Suudi Arabistan'ın başkanlık ettiği G20 Zirvesi’nden sonra liderler, dünyayı korumak için uluslararası kuruluşlara katılım ve etkileşimin yanı sıra tüm zorluklar ve krizlerle yüzleşmek adına ülkeler arasındaki iş birliği ihtiyacı hususunda fikir birliğine vardı. ABD Başkanı Joe Biden, Obama döneminin bir kopyası olmayacağını vurgulayarak dünyaya döneceğini açıkladı. Ayrıca halkına ve uluslararası topluma güven verecek çeşitli mesajlar gönderdi. Bu mesajlardan en önemlileri, ülkesinin dünya ile ilişkilerini onarmak ve eski başkanın ülkenin itibarını etkileyen kararlarını iptal etmekti. Nitekim başkanlık töreninin hemen ardından Paris İklim Anlaşması’na dönüşün ve Dünya Sağlık Örgütü üyeliğinin de aralarında bulunduğu 17 kararın altına imza attı.
ABD’nin yeni yönetimin politikası giderek netleşiyor.
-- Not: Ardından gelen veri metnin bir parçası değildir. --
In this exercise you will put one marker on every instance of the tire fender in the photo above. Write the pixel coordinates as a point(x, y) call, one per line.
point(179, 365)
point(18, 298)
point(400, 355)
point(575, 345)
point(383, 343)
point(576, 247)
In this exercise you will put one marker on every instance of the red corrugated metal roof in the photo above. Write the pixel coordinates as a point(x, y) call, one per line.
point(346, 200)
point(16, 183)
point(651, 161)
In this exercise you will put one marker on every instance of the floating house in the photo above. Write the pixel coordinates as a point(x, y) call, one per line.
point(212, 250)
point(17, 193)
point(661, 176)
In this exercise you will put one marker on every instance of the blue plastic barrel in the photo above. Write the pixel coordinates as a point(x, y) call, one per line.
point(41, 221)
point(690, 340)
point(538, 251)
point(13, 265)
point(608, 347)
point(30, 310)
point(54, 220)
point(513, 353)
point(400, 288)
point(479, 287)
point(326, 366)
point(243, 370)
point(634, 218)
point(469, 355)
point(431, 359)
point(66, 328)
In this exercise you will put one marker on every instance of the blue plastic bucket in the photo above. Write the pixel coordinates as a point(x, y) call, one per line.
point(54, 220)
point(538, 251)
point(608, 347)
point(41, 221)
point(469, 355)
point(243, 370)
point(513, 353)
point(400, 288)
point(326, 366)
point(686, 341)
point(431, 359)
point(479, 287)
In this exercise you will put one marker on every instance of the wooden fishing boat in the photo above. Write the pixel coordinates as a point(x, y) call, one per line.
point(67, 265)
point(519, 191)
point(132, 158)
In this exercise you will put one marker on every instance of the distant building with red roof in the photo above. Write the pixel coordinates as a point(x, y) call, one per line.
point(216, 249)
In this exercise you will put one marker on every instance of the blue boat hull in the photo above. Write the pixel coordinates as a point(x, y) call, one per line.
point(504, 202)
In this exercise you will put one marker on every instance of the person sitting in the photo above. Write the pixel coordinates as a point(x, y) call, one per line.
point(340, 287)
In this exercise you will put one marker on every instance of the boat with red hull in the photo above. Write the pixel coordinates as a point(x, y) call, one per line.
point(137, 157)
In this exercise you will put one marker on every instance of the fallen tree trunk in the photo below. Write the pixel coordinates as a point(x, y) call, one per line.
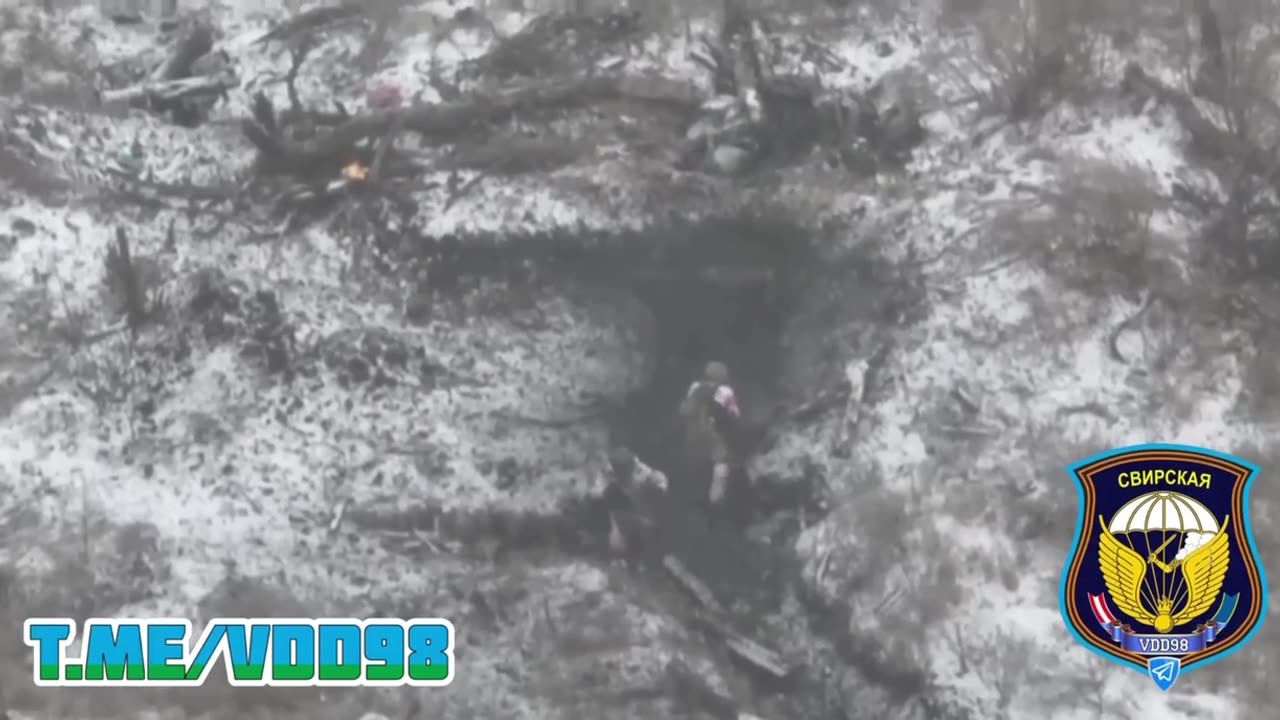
point(444, 121)
point(170, 91)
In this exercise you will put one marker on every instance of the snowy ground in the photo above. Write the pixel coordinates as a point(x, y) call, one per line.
point(236, 464)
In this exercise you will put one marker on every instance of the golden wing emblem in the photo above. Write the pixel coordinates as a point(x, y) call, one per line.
point(1123, 570)
point(1203, 572)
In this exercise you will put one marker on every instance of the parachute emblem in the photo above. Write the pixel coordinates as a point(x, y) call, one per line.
point(1164, 565)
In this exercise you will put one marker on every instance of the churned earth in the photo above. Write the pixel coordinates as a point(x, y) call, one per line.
point(307, 432)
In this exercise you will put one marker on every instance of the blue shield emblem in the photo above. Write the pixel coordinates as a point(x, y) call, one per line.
point(1162, 575)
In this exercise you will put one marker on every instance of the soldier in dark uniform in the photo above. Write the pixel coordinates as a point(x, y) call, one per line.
point(709, 414)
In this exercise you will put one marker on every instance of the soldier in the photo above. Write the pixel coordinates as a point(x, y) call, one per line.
point(711, 414)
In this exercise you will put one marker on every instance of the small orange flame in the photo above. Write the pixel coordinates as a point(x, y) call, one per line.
point(356, 172)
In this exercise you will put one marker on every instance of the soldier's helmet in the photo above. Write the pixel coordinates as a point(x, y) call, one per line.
point(716, 372)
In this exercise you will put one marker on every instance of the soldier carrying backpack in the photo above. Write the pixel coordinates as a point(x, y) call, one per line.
point(709, 413)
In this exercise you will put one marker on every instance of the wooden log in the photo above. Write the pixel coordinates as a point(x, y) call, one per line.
point(444, 121)
point(169, 91)
point(691, 583)
point(744, 647)
point(748, 650)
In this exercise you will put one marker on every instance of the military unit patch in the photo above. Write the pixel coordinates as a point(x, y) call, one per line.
point(1162, 575)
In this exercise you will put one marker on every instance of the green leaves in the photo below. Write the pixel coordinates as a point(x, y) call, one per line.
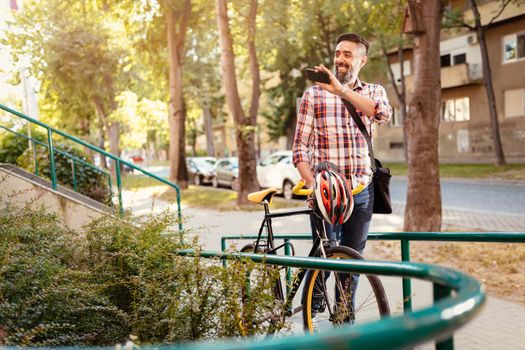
point(59, 287)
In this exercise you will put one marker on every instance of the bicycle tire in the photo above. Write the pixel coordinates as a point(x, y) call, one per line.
point(272, 322)
point(329, 317)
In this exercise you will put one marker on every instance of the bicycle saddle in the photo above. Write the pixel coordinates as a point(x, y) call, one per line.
point(260, 196)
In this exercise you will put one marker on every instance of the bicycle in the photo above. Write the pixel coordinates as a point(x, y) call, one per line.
point(317, 290)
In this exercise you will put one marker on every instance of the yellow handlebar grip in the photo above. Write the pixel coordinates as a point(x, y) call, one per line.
point(299, 191)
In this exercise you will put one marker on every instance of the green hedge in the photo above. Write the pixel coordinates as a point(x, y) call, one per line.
point(117, 279)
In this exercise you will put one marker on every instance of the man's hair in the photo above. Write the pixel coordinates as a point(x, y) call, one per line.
point(355, 38)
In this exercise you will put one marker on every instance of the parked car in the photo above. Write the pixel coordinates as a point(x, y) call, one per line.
point(227, 173)
point(278, 171)
point(201, 170)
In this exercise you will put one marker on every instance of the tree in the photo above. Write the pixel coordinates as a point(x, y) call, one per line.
point(455, 19)
point(423, 208)
point(75, 55)
point(177, 21)
point(244, 124)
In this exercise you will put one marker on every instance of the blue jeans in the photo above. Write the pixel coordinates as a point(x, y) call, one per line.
point(354, 232)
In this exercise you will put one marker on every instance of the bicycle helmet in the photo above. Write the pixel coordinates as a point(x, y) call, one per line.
point(332, 194)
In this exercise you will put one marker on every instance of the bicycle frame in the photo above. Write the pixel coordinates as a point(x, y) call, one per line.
point(320, 236)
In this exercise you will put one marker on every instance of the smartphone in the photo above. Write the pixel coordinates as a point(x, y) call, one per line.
point(320, 77)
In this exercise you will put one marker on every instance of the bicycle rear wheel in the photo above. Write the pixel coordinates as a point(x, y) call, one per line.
point(262, 299)
point(327, 302)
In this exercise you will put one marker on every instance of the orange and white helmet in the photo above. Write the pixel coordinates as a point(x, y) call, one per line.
point(332, 194)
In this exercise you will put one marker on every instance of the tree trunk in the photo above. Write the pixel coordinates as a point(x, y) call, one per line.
point(244, 126)
point(208, 129)
point(175, 38)
point(423, 208)
point(99, 109)
point(254, 70)
point(489, 87)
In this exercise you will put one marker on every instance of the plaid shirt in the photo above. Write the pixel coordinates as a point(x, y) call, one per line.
point(326, 131)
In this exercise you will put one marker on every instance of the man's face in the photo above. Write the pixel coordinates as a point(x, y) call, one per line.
point(349, 58)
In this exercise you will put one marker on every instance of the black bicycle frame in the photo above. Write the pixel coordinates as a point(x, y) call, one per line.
point(316, 226)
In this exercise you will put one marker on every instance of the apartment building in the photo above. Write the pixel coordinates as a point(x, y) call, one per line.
point(465, 131)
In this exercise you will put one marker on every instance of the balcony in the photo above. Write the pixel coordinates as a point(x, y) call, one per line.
point(460, 75)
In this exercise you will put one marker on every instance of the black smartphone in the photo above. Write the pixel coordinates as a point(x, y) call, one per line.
point(320, 77)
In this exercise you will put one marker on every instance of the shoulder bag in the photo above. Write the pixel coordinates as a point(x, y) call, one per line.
point(381, 177)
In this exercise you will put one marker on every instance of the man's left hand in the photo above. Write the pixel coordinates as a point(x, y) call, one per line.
point(335, 87)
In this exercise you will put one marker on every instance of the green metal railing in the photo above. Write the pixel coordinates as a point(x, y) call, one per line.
point(118, 161)
point(449, 311)
point(404, 238)
point(74, 160)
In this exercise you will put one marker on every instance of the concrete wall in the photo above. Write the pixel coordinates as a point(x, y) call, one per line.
point(19, 191)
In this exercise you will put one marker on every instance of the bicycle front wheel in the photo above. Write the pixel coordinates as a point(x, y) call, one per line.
point(328, 301)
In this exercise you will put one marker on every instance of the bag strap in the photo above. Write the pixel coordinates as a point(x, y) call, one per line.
point(350, 107)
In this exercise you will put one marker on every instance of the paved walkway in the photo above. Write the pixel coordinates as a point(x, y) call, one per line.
point(498, 326)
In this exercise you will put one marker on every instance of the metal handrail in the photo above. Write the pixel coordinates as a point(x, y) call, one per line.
point(65, 154)
point(447, 314)
point(118, 160)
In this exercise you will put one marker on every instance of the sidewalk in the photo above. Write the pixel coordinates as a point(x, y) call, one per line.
point(498, 326)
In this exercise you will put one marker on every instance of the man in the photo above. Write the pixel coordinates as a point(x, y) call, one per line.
point(326, 129)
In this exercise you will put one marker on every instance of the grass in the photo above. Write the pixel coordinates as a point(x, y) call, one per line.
point(475, 171)
point(219, 199)
point(499, 266)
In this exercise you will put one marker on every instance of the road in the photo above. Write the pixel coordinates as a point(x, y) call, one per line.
point(458, 194)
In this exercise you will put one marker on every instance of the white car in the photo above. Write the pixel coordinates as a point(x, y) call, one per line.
point(278, 171)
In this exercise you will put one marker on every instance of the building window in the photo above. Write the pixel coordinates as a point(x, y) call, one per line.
point(456, 110)
point(451, 60)
point(396, 69)
point(515, 103)
point(513, 47)
point(396, 145)
point(461, 58)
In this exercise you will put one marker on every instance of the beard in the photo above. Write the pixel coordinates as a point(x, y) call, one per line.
point(345, 78)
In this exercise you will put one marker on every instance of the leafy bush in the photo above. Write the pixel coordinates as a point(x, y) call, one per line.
point(13, 146)
point(89, 182)
point(58, 287)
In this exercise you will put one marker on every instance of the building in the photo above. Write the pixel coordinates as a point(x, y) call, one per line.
point(465, 131)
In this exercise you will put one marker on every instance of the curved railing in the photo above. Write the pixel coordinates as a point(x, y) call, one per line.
point(404, 238)
point(438, 321)
point(118, 161)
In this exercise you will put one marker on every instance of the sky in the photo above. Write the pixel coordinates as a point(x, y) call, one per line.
point(9, 94)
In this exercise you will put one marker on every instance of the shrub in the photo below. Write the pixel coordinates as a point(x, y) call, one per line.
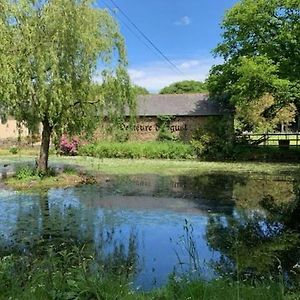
point(25, 172)
point(68, 146)
point(14, 150)
point(214, 140)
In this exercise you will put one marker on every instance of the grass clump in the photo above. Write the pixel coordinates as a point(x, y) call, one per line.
point(134, 150)
point(74, 274)
point(27, 177)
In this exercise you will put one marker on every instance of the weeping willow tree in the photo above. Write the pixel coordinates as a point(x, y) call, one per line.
point(49, 53)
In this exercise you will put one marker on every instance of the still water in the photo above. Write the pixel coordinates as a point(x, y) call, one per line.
point(202, 224)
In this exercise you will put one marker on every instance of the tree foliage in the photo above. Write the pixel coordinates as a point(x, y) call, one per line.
point(183, 87)
point(49, 51)
point(261, 54)
point(139, 90)
point(250, 115)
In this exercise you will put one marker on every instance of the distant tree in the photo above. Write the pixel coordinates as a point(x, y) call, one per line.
point(260, 49)
point(48, 53)
point(139, 90)
point(249, 116)
point(185, 87)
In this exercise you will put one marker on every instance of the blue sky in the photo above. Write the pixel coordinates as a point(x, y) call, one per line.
point(184, 30)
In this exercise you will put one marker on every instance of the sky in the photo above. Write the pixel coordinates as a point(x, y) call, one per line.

ABD Ulusal Güvenlik Danışmanı Jake Sullivan, Biden yönetiminin uluslararası kurum ve kuruluşlarla yeniden temas kuracağını ve bunların reformuna odaklanacağını vurguladı. Sullivan, mevcut sorunlarla yüzleşmek için müttefiklerle ortaklıkların güçlendirileceğine işaret ederek, yakın zamanda Washington'da küresel bir zirvenin yapılacağından ve Çin ile ilişkilerin yeniden gözden geçirileceğinden söz etti. Joe Biden'ın Dışişleri Bakanı adayı Antony Blinken, İran'ın nükleer bir silaha sahip olmasına izin vermeyeceklerini ve onunla daha sıkı bir nükleer anlaşma üzerinde çalıştıklarını ifade etti. Blinken, İran'la ilgili herhangi bir nükleer müzakereye Körfez ülkelerinin de katılacağını teyit etti.
ABD’deki yeni yönetimle birlikte dünya da yeni bir aşamaya giriyor. Önümüzdeki günlerde olacakları kimse tahmin edemez. Önemli olan ülkeler arasındaki iş birliği ve saygı ruhunun geri dönmesidir. ABD’nin dünyaya döndüğünü ve kimsenin statü ve nüfuz açısından onun yerini alamayacağını söyleyen kimse haklıydı. Ancak ABD, 4 yıl öncesinden farklı bir durumda ve geri döndüğü dünya o eski dünya değil. ABD'nin Birleşmiş Milletler Daimî Temsilcisi Linda Thomas-Greenfield, “ABD geri döndü, çok kutupluluk geri döndü ve diplomasi geri döndü” diyor. Bunlar güzel sözler, ancak bekleyip ne olacağını görmeliyiz!